Step 2: Use a fresh environment for every walkthrough.
If I’m documenting how to authenticate and make a first API call, I do that walkthrough from a clean state — no cached credentials, no pre-existing objects, no environment variables that have been there for months.
The developer following the guide is starting fresh. The only way to know if the guide works for them is to follow it in conditions that match theirs.
This catches things like: “I have to create a resource X before I can create resource Y, but the guide starts at Y” — which is invisible if you’re testing in an environment where X already exists.
Step 3: Copy the code samples from the docs, not from my editor.
By the time I’m reviewing a finished guide, I have clean working code in my editor. It’s tempting to run that to verify the docs. Don’t.
Instead, I copy the code sample exactly as it appears in the documentation — from the rendered page, where formatting can introduce issues — and run that. The number of times I’ve found a subtle bug this way (a curly quote that crept in, an indentation issue that broke a YAML block, a line break that split a string) is embarrassing.

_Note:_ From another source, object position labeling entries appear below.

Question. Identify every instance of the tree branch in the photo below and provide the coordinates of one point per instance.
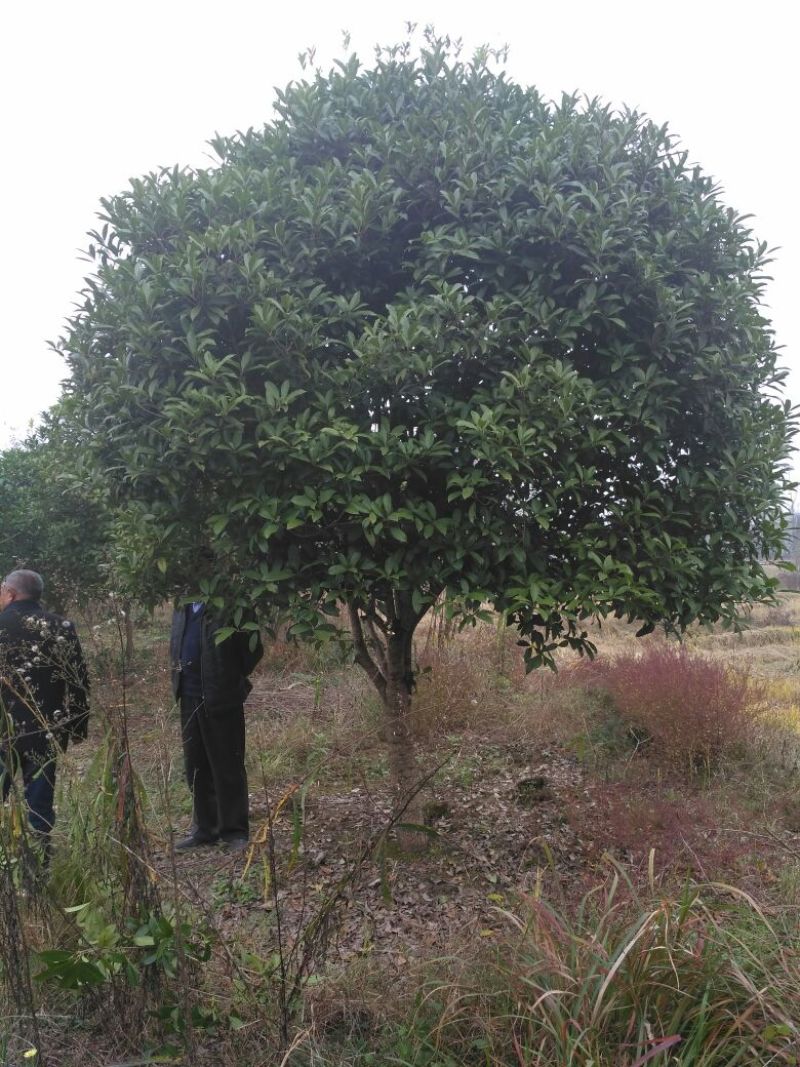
(362, 652)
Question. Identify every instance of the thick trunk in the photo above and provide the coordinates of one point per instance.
(397, 706)
(383, 649)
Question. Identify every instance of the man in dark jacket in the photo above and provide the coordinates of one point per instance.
(44, 694)
(209, 679)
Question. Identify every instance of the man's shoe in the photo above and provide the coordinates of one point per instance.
(236, 844)
(196, 840)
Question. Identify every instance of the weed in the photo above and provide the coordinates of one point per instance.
(684, 707)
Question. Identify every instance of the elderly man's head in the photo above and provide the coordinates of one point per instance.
(20, 585)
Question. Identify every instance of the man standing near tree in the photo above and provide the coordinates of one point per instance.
(209, 680)
(44, 695)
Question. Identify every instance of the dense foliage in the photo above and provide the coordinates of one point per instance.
(427, 332)
(48, 523)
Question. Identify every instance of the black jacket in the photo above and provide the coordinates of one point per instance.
(224, 667)
(44, 683)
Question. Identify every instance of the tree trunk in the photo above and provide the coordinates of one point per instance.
(383, 648)
(399, 738)
(129, 643)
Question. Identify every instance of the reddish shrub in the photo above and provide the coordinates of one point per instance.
(688, 709)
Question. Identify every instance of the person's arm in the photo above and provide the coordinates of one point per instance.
(249, 657)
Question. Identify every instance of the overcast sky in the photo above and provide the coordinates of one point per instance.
(95, 93)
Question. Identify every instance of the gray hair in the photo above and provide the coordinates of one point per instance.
(28, 584)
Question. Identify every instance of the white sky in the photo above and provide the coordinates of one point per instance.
(95, 92)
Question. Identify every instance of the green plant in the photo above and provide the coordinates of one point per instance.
(427, 332)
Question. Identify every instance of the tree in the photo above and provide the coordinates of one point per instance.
(427, 332)
(47, 523)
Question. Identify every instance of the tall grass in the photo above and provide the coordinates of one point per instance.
(701, 978)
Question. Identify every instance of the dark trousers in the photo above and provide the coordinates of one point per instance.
(213, 757)
(35, 757)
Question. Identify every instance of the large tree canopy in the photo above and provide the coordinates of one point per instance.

Step 4: Check error responses too.
Most documentation testing focuses on the happy path. Make the request, get the 200, verify the response looks right.
I also verify the error cases. I make requests with missing required fields, with invalid values, with expired credentials. I check that the error codes and messages in the docs match what the API actually returns.
This matters because error documentation is often the most out-of-date part of any API reference. Error formats change, error codes get added, error messages get reworded — and the docs rarely catch up.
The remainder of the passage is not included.